LA HORA DE LA VERDAD                                                                                      

Por Cesar Cusmai 
Un  tema que  preocupa los padres es como comunicar al niño el tema de su adopción... de allí el titulo de este articulo..."La hora de la verdad"  
Dejando de lado el si se debe o no comunicar, muchos pensaran lo mismo:
SE DEBE HACER por una cuestión de respeto...  no creo que quepan medias tintas en esto...
Pero: ¿Cómo hacer para no dar al niño un "golpe de verdad" por la cabeza...?                                  
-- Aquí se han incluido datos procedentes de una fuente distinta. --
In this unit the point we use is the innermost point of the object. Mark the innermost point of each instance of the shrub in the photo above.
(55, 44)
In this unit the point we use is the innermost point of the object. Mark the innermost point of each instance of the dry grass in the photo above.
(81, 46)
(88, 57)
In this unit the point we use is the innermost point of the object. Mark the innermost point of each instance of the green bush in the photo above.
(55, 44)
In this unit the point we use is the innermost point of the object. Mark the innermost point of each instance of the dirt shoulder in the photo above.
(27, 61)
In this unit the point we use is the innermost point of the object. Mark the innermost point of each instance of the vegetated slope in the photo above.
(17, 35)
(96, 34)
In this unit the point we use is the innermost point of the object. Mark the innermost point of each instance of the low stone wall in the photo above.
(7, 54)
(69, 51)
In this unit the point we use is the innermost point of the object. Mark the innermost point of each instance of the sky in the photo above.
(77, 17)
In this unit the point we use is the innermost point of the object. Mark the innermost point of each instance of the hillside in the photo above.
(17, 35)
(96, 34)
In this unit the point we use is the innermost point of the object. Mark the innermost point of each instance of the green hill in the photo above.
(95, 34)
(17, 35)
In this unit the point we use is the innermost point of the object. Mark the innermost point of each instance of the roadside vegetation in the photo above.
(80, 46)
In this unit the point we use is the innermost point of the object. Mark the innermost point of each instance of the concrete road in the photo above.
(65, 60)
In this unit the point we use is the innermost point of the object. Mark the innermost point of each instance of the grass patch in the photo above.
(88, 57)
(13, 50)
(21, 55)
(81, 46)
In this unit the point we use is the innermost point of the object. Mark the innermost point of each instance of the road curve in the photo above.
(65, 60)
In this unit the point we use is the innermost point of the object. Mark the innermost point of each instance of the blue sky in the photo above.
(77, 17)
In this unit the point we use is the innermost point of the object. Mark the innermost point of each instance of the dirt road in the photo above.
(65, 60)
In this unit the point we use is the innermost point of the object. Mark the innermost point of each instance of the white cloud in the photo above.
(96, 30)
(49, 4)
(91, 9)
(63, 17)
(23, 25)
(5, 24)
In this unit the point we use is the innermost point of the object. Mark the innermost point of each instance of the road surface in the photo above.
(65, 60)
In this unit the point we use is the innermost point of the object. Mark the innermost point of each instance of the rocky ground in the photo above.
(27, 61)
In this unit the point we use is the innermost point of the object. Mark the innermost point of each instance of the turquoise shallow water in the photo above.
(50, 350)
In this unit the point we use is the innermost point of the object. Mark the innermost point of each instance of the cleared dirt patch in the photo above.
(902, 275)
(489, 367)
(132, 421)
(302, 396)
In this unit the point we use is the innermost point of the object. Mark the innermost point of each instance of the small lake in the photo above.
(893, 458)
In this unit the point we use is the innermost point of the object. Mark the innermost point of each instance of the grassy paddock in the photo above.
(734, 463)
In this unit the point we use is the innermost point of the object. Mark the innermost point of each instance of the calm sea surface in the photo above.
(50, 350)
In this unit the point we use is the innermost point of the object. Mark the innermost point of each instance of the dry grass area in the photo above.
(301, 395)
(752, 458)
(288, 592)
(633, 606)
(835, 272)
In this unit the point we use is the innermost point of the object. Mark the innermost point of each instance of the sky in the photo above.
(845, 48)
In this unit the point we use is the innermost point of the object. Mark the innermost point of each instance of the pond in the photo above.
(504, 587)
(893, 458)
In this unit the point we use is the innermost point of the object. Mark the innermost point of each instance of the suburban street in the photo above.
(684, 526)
No creo que haya fórmulas...pero si líneas generales a tener en cuenta...
Van algunas de ellas..  
-Siendo la adopción  un acontecimiento feliz en la vida del niño y en la nuestra... ¿por qué no festejar también el "cumpleaños" del encuentro con ellos?
Quiero decir... si además de festejar su nacimiento biológico festejáramos el nacimiento familiar: ¿no estaríamos dándoles desde pequeño un doble motivo de festejo?
Aún cuando se trate de adopciones de niños no tan pequeños...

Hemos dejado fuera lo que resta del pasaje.